Can the ending be seen as a sly comment on the difference between “male” and “female” manifestations of madness – and how, when these two things come in conflict, it is the former that gets a free pass in a patriarchal society, even when it is more dangerous? Not on the surface, but I think it is a subtext.
To even mention such things is to make this film sound solemn or pedantic, whereas one of the pleasures of watching it is that it doesn’t seem at all bothered with deep themes. Even if there are buried ideas here about how female “hysteria” may be less destructive than male aggression – and how women’s intuition, like the voices Bobby says come from her stomach, is sometimes dismissed as madness – the film doesn’t brandish them: it is happy being a fast-paced thriller-cum-black-comedy. And, rarely for a Hindi film, it sustains its non-didactic tone even over the course of a dramatic, revelatory climax where lives are at stake.

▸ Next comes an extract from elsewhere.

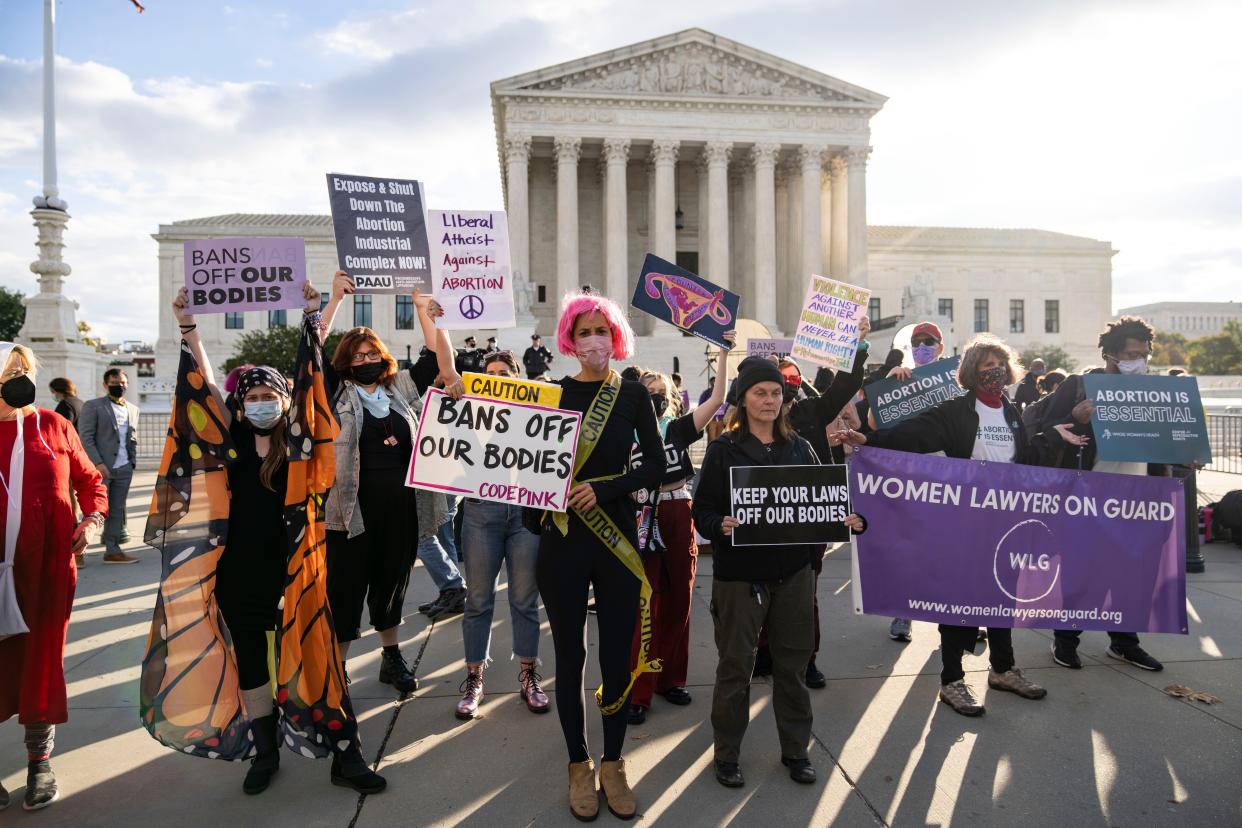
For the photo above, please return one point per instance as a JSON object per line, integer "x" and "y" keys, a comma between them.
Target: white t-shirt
{"x": 122, "y": 415}
{"x": 994, "y": 441}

The one idea I wish had been explored a little more is that of shared psychosis, or folie à deux – especially given the nature of the central murder, where one character begins the job (albeit without conscious intent to kill) and another character finishes it. This could have led to a more amoral film, a Raman Raghavan 3, a Natural Born Killers 2. A story that explores how men and women, by being gloriously insane together, can reshape the world in unexpected ways.
What we get instead is an ending that restores some order, draws a reasonably clear line between Good and Bad, and celebrates the power of women – and this is fine too, especially since it is done without speech-making. Ultimately, despite the moments of genuine nastiness it delivers in its final act, Judgementall Hai Kya is a surprisingly warm film about the many ways of being (as doctors in movies of an earlier, less politically correct time would say) “paagal”.